The flakes of gold embedded in the cover of Rain of the Future remind me of the couple months since I got the book in the mail for review. A solid, not-quite-perfect moon hovers over a landscape of blackness dotted with what could be stars but, given the title, is probably rain. Future rain. A lot has happened. I won’t go into it, but I used to be in a relationship and now I’m not. So Rain of the Future, which I was reading during the most difficult days, has crossed over with me.
One thing I notice upon looking at these poems after a month away from them is that they seem more material now. That was one of the difficulties I had on first reading Mejer: the connections between the free-floating surrealist images that comprise most of her poems were just a little too loose for me to have a handle on each poem as a whole. I felt unmoored, which I think is part of the intended effect of Mejer’s poems—a feeling of flailing in a black night (see again the cover) held together by the very minimal relief of the types of ethereal images that pass through the barely waking mind. For example:
Nothing’s in the nest. No thread. No web of words.
Maybe something like my navel, the eclipse of a magnifying glass.
A slice, mute with regard to its empty depths.
This sort of loose association makes more intuitive sense to me now. Such images felt a little empty to me before, listed, invested with less significance than they perhaps deserved. After some intervening time and the associated life events, the shrug of “Maybe something,” the continual stabs at ascertaining what is in the nest in “Parenthesis,” ring more true. The poem ends without quite settling on what is or is not in the nest:
In the space, something, yes. A piece of cloth. Sounding like flags
taking wing, a worm in its beak and suddenly, eyes, my eyes
which, cutting across the empty air, direct themselves at something noiseless over there.
Much of Rain of the Future seems to take place over there. The images and the poems themselves seem somehow dislocated, in exodus, struggling back toward a home country that can’t quite be named.
Of course there’s great variation in Rain, which collects pieces from four different books over the course of Mexican poet Valerie Mejer’s career to date. My favorites were the selections from On the Third Day, which consist mostly of very short prose poems that are easier to grapple with than their lengthier counterparts. Here’s a beautiful one called “Ascension”:
Mary Magdalene comes up over the trees. The silhouettes turn toward her scent. Iris and firewood mix with the air. Blue, she gains altitude. Very soon her crossing will be completed. In the heights her breasts point West. I open the door. I follow the perfumed path.

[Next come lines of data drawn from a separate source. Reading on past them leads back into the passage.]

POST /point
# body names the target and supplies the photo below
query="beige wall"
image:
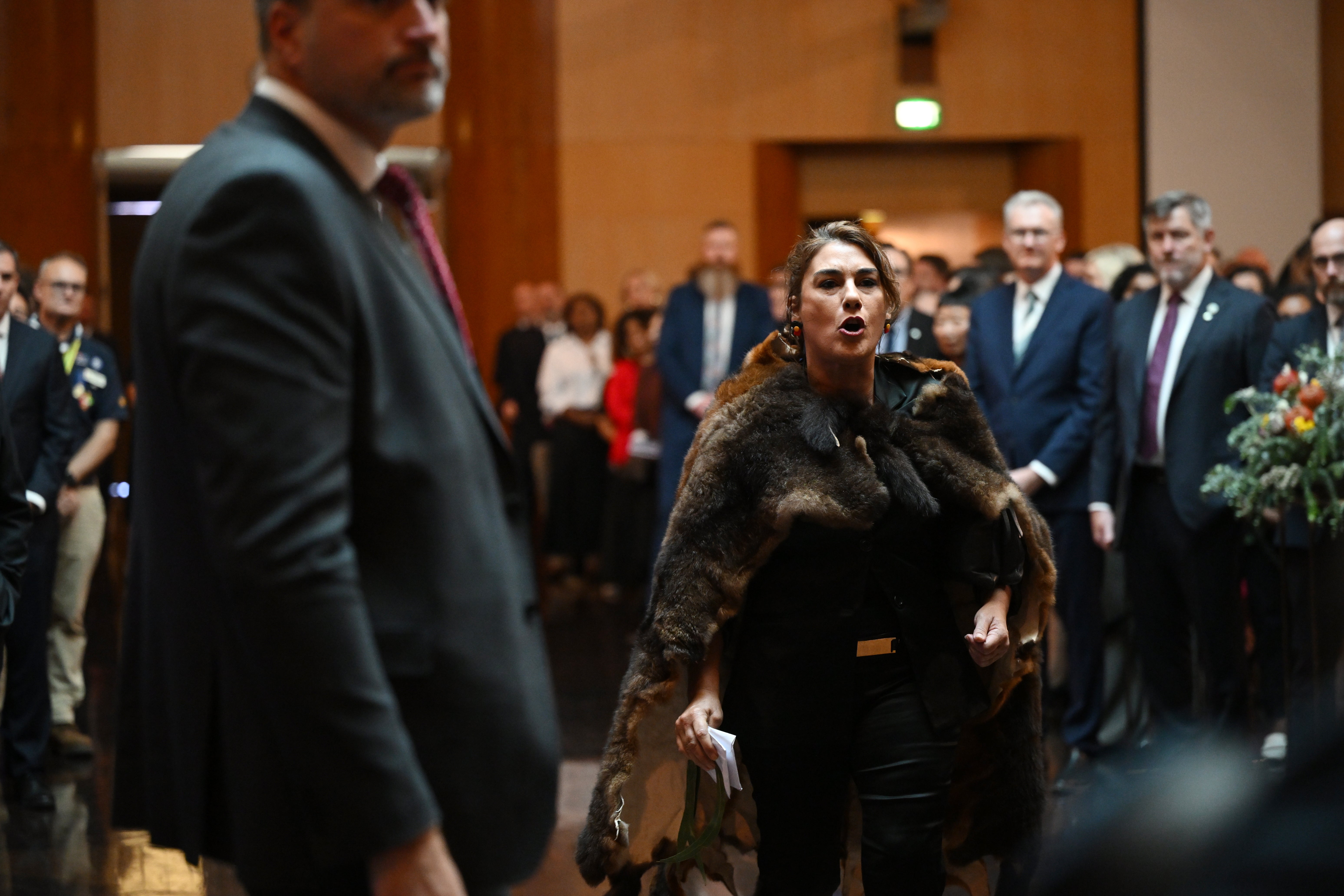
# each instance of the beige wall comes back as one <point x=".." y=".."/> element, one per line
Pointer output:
<point x="662" y="103"/>
<point x="170" y="72"/>
<point x="1234" y="115"/>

Poems like this combine all of Mejer’s best instincts: a strong and desperate image center, a compelling redefinition of the relationships between sentences, and a stark matter-of-factness that makes her poems both mysterious and mysteriously forceful at once.
The Spanish originals on every left-hand page only sharpen the presentation of Mejer’s gifts. While the translations provided by A.S. Zelman-Doring, Forrest Gander, and C.D. Wright seem to be spot-on in terms of their literal interpretation of the poems, I’m not sure it’s possible to represent the glaring music of Mejer’s words in English. Take the first sentence of “Uncanny III” for example (Mejer uses the original German word “Unheimliche” in her title, since Spanish doesn’t have an exact equivalent):
On the sun-blazed side of the animal’s head, there was a fly.
En la cabeza soleada del animal había una mosca.
I hope I’m not fetishizing the exotic when I say that the Spanish version is far and away a more beautiful, striking portrait of this quietly sinister scene. I mean, of course this is the case: translation has always been nothing more than translation. Which is why I appreciate C.D. Wright’s and Action Book’s inclusion of the original text. In cases where I wasn’t sure just why a line said what it said, the Spanish version often seemed to provide an implicit justification, just by its sound and syntax, for the content of the line.
Rain of the Future as a physical book is a great big comforting thing. It is sumptuous, almost the size of an 8.5×11 piece of paper, with lots of white space, especially accompanying Mejer’s shorter poems. (Example: Spume: scatter shot clouds. That’s a whole poem, a whole page, two if you count the facing Spanish translation: Espuma: balazo de nubes. A number of poems from On the Third Day revolve around the mysterious concept of the spume, which I like. It’s a sort of identitiless specter that haunts those poems, a symbol of the unsayable that is nonetheless manifest.) I took this photograph of Rain situated underneath a lamp in my girlfriend’s room before we parted ways. It’s a little difficult to look at now, but this is how I believe the book should exist, underneath a lamp, next to a pair of scissors, its cover lifted open slightly as if it is calling out:
I’m not one for buying books these days, not as much as back when I had to own everything I read. But this is a book that you should buy, and own, and leave lying around so you can open it at random and read passages aloud to people.
You have no native land. You have not seen Ithaca.
Neither has Rain of the Future, and it’s goddamned proud of it.